Research — the CED program
An empirical program asking whether AI-generated code converges to production-ready quality — and, crucially, whether that convergence is real or an artifact of the measurement. Three phases, each built to fix a flaw the previous one exposed.
Can the depth of a backend-only method (34 failure modes) extend to every full-stack domain, one layer at a time?
10 layers, 44 trials, 132 enterprise builds, 102 failure modes catalogued.
scoring: LLM-based — three separate model sessions producing subjective assessments.
Replace subjective LLM scoring with deterministic tool output. The delta between the two reveals the methodology's blind spots.
28 trials, 5 phases, all converged. Scored by linters, type-checkers, test runners, container builds, security + accessibility scanners.

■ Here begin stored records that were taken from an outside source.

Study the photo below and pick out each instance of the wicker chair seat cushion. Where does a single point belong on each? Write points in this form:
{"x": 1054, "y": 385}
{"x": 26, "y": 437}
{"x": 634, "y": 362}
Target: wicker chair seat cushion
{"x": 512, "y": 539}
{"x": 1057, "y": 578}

scoring: Automated tools with defined pass/fail thresholds.
Formalize the dimensions against ISO/IEC 25010:2023 — 40 quality dimensions across 5 epistemic layers (Claims, Proofs, Attacks, Resilience, Endurance).
2 trials, 73 failure modes catalogued, top score 9.79/10.
scoring: ISO/IEC 25010:2023, 40 dimensions.
I invalidated my own first run.
A scientific review of Phase 1 found six structural gaps in trials 15–49 — including that the builder scored their own code with no independent verification, and that some trials were byte-identical copies of each other. All 35 flawed trials were archived as an audit trail rather than deleted, and the run was redone.
The headline finding was a negative one.
Phase 3 surfaced a Goodhart's-Law dynamic: as the scorer and the application co-evolved, it became unclear whether convergence demonstrated genuine quality improvement or adaptation to the scoring instrument itself. That limitation is the published result, not a footnote.
The logs are more honest than any summary.
The trial logs record scorer bugs, a regression that cost 68 points, calibration runs that started at zero, and an instance of one trial's code being copied from the previous one. Real experimental noise — kept visible on purpose.
A researcher optimizing for a clean narrative deletes the bad run. This program preserved it. The point was never that AI writes perfect code — it was to measure honestly whether it converges, and to publish the places the measurement broke.